Bright and early this morning, our friends at the New York Post posted this story to their website. "Cleveland is Seeing a Revival," reads the headline.
The miniature travel-style piece is basically a rundown of the Ohio City, Tremont and University Circle neighborhoods, highlighting their trendiest new joints and a few iconic landmarks — the West Side Market, St. Theodosius, etc. — with little commentary other than the hackneyed, wide-eyed "dying industrial town gets hip" angle.
It's not like I'm completely over that angle. I mean I still dig the postindustrial aesthetics and the fact that I feel entitled, by birth, to compensatory grit. It's just that I've seen so many stories celebrating this "renaissance" — Cool chefs! Unlimited microbrews! Arts out the wazoo! — that, in the first place, I think media peeps can stop peddling this "revival" as something new and unexplored.
"Hold your horses," a chorus of pundits interjects on what feels like a quarterly basis. "Cleveland — You heard right, Cleveland — is cooler than you always thought."
Plus, there's definitely been an emotional shift, at least from a native's perspective (i.e. mine). There was a time when seeing stories like these in national media outlets was exciting, almost validating. We have been acknowledged by the New York Times; therefore we are.
Now it's like, I don't know, we get it already. Nothing feels unique or worthwhile about this genre of "Cleveland-as-Phoenix" finger-pointing, especially because we've seen replicas of these stories (featuring the exact same content) a hundred times before.
And is there anything to be gained from this coverage, other than a potentially modest boost in regional tourism?
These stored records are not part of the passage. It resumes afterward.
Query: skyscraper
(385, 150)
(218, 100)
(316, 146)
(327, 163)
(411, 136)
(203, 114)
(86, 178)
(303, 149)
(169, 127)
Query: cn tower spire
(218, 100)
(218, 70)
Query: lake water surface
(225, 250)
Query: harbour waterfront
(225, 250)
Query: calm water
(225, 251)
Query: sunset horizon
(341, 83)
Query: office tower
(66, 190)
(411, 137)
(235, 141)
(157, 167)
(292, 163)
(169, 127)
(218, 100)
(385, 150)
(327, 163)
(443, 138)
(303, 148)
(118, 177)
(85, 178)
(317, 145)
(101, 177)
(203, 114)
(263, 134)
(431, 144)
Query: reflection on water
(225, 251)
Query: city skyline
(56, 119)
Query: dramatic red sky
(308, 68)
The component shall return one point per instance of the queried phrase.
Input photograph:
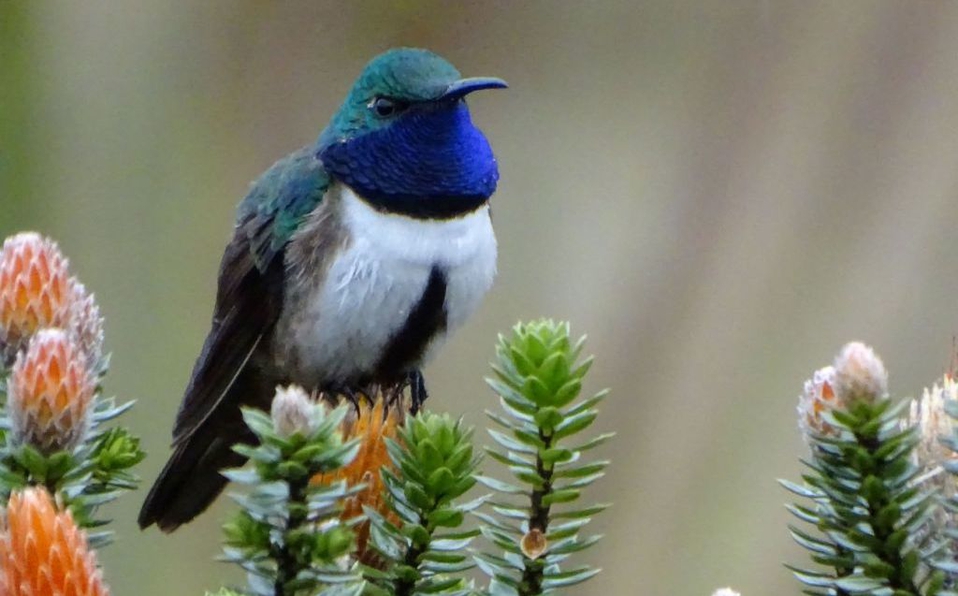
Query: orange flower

Are New Yorkers suddenly flocking to get their paws on the goods from "Cupcake Wars" winner Bon Bon Pastry & Cafe?
I doubt it.
I don't get the sense that "cosmopolitan" folks on the coasts suddenly respect us or something. I feel like Cleveland is the fat kid who got fit ten years ago, and New York (as a symbol for bigger, more established cool cities) are the popular kids who approach us every month announcing, "Oh my God, you've lost weight!"